By Lance_HAOH, history, 3 years ago, ,

I am trying to solve an interactive problem from atcoder's practice contest. The abridged problem statement is as follows:

Given the value of N where N ranges from [1,26] and Q where Q is the maximum number of queries that one can make, sort a list of distinct uppercase alphabets in ascending order. N indicates that there are N characters starting from 'A'. Hence, N = 5 means that our final list must contain 'A', 'B', 'C', 'D' and 'E'.

A single query is defined as printing out a string "? x y" where x and y represent the characters we want to check the relation between (e.g. "? A B"). The problem restricts the number of such queries to Q. Hence, we must determine the final order of the characters using at most Q queries.

For each query, we get a binary answer '<' or '>' from stdin. '<' indicates that x comes before y in the final list. '>' means otherwise.


Problem link: here (Do note that atcoder account is needed to view the task)

My attempt:

I tried using merge sort to solve the problem — I changed the comparison at the merging step to get the ordering of characters using the console. I managed to solve constraints for N=26, Q=100. However, the strictest task requires a solution that fulfils the constraints N=5, Q=7.

After some research, I found that merge sort's worst case number of comparisons is n * ceil(logn) — 2^(ceil(logn)) + 1 which gives 8 in this case. I couldn't find a better sorting algorithm that would solve the problem — I even tried STL sort which proved to be worse than merge sort.

Could anyone please advise me on how I could solve this problem?
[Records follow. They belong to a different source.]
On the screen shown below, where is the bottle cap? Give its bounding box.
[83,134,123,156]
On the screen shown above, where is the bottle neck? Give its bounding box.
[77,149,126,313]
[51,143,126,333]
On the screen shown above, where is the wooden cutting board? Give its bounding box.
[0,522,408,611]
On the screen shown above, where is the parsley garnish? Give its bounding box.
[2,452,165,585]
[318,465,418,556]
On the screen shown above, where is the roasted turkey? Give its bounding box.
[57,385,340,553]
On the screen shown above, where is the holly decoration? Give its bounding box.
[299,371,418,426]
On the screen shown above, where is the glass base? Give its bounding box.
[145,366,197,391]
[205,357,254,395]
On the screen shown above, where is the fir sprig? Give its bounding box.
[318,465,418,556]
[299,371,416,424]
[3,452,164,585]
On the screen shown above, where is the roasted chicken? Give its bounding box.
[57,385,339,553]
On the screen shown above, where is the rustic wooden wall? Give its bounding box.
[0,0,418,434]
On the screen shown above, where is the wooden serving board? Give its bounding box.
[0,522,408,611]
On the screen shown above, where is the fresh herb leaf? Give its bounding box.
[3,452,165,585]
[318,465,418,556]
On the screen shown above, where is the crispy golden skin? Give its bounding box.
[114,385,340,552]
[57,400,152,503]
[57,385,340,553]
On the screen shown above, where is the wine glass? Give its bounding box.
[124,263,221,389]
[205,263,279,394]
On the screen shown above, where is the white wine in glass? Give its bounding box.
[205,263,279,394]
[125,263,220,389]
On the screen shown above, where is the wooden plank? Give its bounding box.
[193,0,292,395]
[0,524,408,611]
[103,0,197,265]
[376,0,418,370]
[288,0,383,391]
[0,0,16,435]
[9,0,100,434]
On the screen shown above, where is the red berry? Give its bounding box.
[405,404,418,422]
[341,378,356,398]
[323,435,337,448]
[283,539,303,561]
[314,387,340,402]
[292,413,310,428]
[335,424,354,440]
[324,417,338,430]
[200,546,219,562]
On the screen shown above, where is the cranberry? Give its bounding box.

U.D. I just revisited this problem today. I solved it by using a single comparison to detect if there were exactly 5 elements with at most 7-comparisons. If this were true, I hard-coded a separate comparison-efficient function to handle this. Otherwise, just use merge-sort.

AC code here.

• +5

 » 3 years ago, # |   0
•  » » 3 years ago, # ^ |   0 Thank you! Thank was indeed an eye-opener. I read that one can solve this problem by using Ford-Johnson's algorithm. However, there is lack of information about this algorithm's implementation details (one has to read knuth's book to understand it). Is there an easier way to solve this problem than to implement the lengthy algorithm?
 » 3 years ago, # |   0 Auto comment: topic has been updated by Lance_HAOH (previous revision, new revision, compare).
 » 5 weeks ago, # |   0 I bumped into the same problem. The following does also work for any $N$ (up to $N=9-10$ due to its complexity):Let's get a list of all permutations of $( 0,1, ... ,n-1 )$. (there is std::next_permutation for that)In each iteration get a pair of $( i,j )$ where the difference of the number of permutations containing $i$ before $j$, and the number of them containing $j$ before $i$ is minimal.Check the ordering of $( v[i],v[j] )$, then remove all permutations, where $( i,j )$ are in the wrong order.If there is only one permutation left, we stop and that permutation is the sorted order of $v$.